Effects of AAV-CREB-RNAi-mediated reduction in endogenous CREB in the NAc shell on cocaine self-administration. A, Timeline depicting AAV infusion and serial testing of cocaine self-administration (CSA), fixed-ratio dose–response (DR), and progressive ratio (PR) reinforcement schedules. AAV vectors were infused 10 d before initiation of self-administration training. B, Continuous overexpression of CREB-RNAi failed to affect baseline cocaine intake after stabilization on a fixed ratio 5 (FR5) schedule compared to AAV-scr-RNAi controls. C, CREB-RNAi-mediated decreases in endogenous CREB levels produced a decrease in threshold dose sensitivity to cocaine reinforcement compared to AAV-scr-RNAi controls. D, CREB-RNAi-mediated reductions in CREB decreased the effort exerted by rats to achieve cocaine injections (0.75 mg/kg/injection) on the PR schedule. E, Individual cumulative lever-press response records for representative animals during PR testing for cocaine injections (circles). The number of responses required for the final cocaine injection before voluntary cessation of self-administration (breakpoint) is represented by dotted lines with double-ended arrows. Asterisks indicate significant differences from scr-RNAi controls by Bonferroni tests (*p < 0.05, **p < 0.01; n = 17–21/group).

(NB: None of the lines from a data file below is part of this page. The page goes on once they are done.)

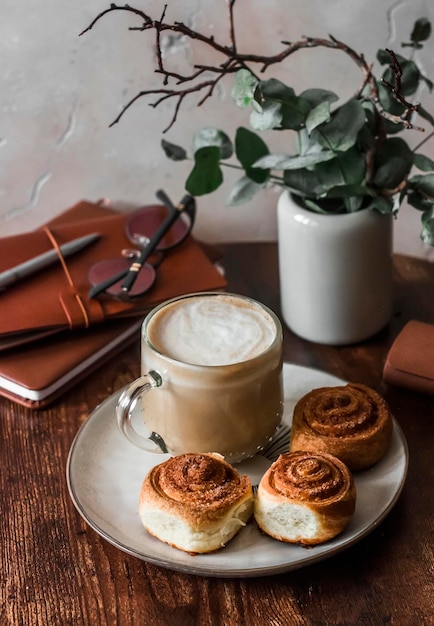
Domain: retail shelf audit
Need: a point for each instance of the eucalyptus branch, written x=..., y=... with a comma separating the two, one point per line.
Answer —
x=235, y=60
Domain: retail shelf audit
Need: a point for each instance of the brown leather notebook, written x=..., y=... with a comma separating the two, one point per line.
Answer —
x=40, y=355
x=410, y=361
x=36, y=374
x=47, y=302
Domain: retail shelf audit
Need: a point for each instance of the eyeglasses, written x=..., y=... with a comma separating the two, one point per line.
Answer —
x=154, y=230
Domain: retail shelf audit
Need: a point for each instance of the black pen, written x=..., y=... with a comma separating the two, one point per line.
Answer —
x=30, y=267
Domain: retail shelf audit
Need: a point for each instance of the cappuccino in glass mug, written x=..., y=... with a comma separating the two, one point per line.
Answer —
x=211, y=377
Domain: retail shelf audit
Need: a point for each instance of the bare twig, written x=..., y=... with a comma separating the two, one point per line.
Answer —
x=233, y=60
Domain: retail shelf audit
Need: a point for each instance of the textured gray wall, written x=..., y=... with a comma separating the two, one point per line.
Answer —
x=59, y=92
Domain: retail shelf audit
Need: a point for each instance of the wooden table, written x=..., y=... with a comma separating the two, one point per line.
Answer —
x=58, y=571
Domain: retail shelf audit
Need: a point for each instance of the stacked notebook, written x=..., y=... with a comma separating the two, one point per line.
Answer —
x=51, y=333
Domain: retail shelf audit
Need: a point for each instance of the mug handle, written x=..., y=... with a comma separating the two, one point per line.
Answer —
x=153, y=442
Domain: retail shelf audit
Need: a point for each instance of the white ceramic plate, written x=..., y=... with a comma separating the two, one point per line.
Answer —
x=105, y=472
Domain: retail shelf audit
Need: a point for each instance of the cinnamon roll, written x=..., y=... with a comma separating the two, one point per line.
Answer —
x=352, y=422
x=305, y=498
x=195, y=502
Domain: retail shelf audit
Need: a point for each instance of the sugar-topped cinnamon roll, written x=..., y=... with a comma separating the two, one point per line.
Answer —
x=195, y=502
x=352, y=422
x=305, y=498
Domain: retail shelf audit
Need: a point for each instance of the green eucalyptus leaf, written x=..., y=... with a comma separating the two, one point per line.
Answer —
x=243, y=90
x=347, y=168
x=249, y=147
x=424, y=184
x=382, y=204
x=418, y=200
x=423, y=163
x=347, y=191
x=341, y=132
x=213, y=137
x=174, y=152
x=427, y=234
x=385, y=58
x=392, y=163
x=243, y=191
x=410, y=77
x=287, y=162
x=267, y=118
x=288, y=110
x=304, y=182
x=206, y=175
x=317, y=116
x=317, y=96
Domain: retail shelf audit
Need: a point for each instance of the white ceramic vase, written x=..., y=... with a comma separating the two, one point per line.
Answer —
x=335, y=272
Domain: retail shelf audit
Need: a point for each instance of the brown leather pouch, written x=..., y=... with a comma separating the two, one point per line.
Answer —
x=410, y=361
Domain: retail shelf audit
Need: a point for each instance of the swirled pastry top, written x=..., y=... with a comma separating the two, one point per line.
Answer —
x=306, y=477
x=305, y=498
x=199, y=488
x=352, y=422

CREB effects on cocaine reinforcement are correlated with BDNF alterations in the NAc shell

We compared the ability of the AAV, HSV, and AAV-RNAi viruses to alter the expression of the downstream CREB target BDNF with their ability to alter breakpoints for cocaine self-administration at both the 0.25 and 0.75 mg/kg injection doses of cocaine (Fig. 7A,B). Interestingly, we found strong positive correlations that approached unity between viral-mediated BDNF alterations and the effort exerted by rats to obtain either the 0.25 mg/kg injection dose (r2 = 0.9680, p < 0.01) or the 0.75 mg/kg injection dose (r2 = 0.9699, p < 0.01). Thus, HSV-CREB produced the greatest increases in BDNF levels (72% increase) and the largest elevations in breakpoints when working for the 0.25 and 0.75 mg/kg cocaine injection doses (62 and 173% increase, respectively), while rats treated with AAV-CREB-RNAi produced the strongest reduction in BDNF levels (51% decrease) and the largest decrease in breakpoints at the 0.25 and 0.75 mg/kg injection doses (45 and 39% decrease, respectively). These results indicate that that the magnitude of alteration in CREB function at the downstream BDNF gene is strongly associated with cocaine reinforcement of self-administration behavior.

Figure 7.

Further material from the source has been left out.